I have around 10,000 text files and quite a lot of them have very similar content. I am trying to get rid of the files that are very similar to each other so that I am left with a smaller and more unique set. Just for reference the contents of the text files can be several pages long.
I am trying to solve this through measuring the string distance of the contents through their levenshtein-distance. I have tried some ways to reduce the number of comparisons such as only running comparisons on files of similar size and similar text length just to get some quick gains.
text_files = {}
for item in os.listdir(text_directory):
text_files.update({item : os.path.getsize(text_directory+item)})
count = 0
def Find_Similar_Text(text_files, count):
count = count
tic = time.process_time()
for a, b in itertools.combinations(text_files, 2):
if text_files[a] - 50 < text_files[b] < text_files[a] + 50:
file1 = open(text_directory + a, 'rb')
file1_data = file1.read()
file1.close()
file2 = open(text_directory + b, 'rb')
file2_data = file2.read()
file2.close()
if (-100 < len(file1_data) - len(file2_data) < 100):
ratio = fuzz.ratio(file1_data, file2_data)
if ratio > 70:
count+=1
print(count, 'Ratio:', ratio, a, text_files[a], 'kb', b, text_files[b], 'kb')

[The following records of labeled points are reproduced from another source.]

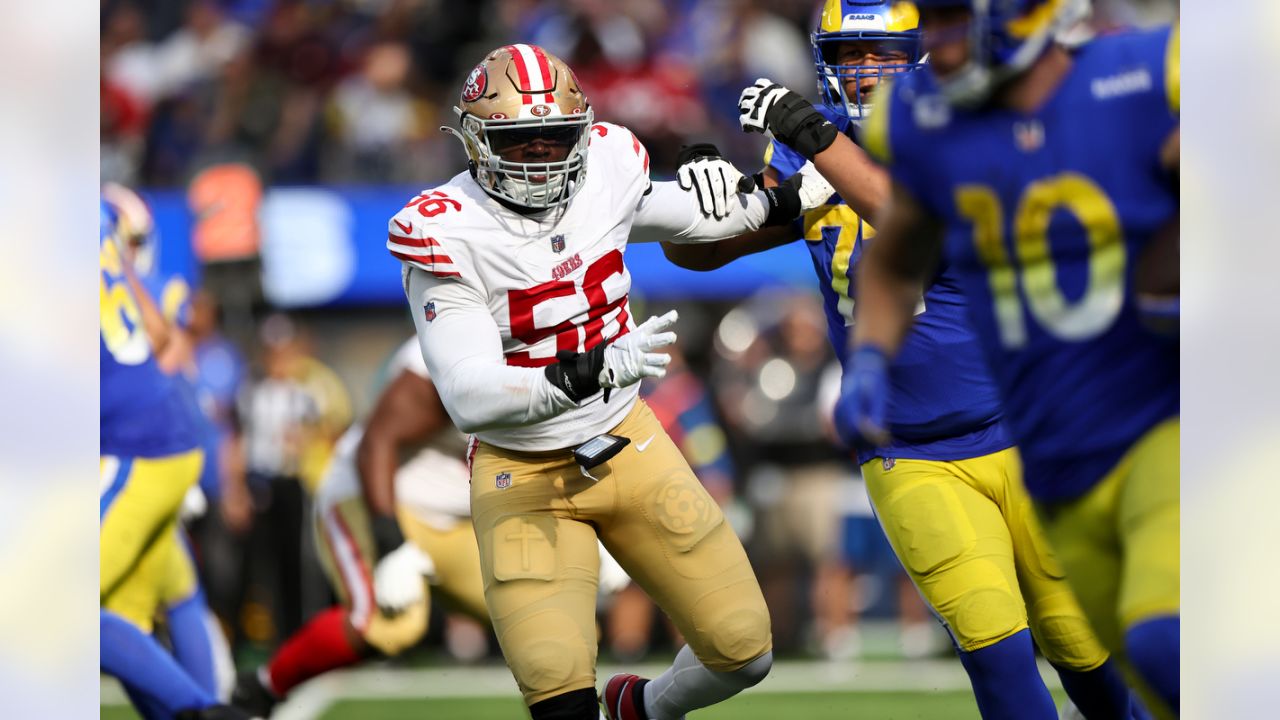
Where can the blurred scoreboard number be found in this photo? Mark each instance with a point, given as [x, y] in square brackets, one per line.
[224, 201]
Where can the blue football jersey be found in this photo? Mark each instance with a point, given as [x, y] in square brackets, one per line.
[1045, 215]
[142, 411]
[944, 404]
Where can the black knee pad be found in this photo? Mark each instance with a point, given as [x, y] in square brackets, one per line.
[574, 705]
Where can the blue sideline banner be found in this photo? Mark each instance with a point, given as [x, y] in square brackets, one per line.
[325, 246]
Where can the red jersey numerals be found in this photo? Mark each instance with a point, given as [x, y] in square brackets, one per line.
[598, 309]
[434, 203]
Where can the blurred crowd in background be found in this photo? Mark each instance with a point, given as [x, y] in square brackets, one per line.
[351, 92]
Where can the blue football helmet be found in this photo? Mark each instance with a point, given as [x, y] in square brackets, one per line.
[1005, 37]
[885, 28]
[135, 226]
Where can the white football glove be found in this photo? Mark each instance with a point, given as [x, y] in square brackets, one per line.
[713, 180]
[629, 359]
[814, 188]
[398, 578]
[755, 101]
[193, 505]
[613, 578]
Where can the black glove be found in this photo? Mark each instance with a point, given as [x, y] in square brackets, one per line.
[577, 374]
[784, 201]
[387, 533]
[767, 106]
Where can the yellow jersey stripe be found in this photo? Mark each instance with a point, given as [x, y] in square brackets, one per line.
[874, 131]
[1173, 71]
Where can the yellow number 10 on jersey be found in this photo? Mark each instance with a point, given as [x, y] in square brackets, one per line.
[1033, 264]
[120, 318]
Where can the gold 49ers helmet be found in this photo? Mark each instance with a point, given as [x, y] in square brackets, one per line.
[517, 95]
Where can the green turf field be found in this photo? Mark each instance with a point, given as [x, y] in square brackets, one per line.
[932, 689]
[772, 706]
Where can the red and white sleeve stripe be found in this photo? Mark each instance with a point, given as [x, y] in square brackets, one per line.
[423, 253]
[353, 572]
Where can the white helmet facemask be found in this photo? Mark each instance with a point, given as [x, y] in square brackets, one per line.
[529, 185]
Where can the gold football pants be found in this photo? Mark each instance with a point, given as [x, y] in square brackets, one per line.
[536, 518]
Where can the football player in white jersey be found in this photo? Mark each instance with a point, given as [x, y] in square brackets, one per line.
[391, 515]
[516, 279]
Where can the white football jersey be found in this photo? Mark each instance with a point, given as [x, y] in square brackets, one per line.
[433, 481]
[551, 283]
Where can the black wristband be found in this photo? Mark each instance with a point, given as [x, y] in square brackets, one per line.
[799, 126]
[695, 151]
[784, 201]
[577, 374]
[814, 136]
[387, 534]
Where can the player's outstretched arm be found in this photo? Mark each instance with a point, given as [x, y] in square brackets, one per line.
[894, 270]
[891, 277]
[705, 203]
[767, 106]
[712, 255]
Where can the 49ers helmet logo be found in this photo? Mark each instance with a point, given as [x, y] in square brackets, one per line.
[475, 85]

shutil.move(text_directory + a, text_directory + '//SimilarFiles//')
text_files.pop(a)
toc = time.process_time()
print('Elapsed time:', toc - tic)
Find_Similar_Text(text_files, count)
Find_Similar_Text(text_files, count)
i know that currently this will run into an endless loop at the end of the process due to the recursive nature, but I'm still quite far from reaching that bridge.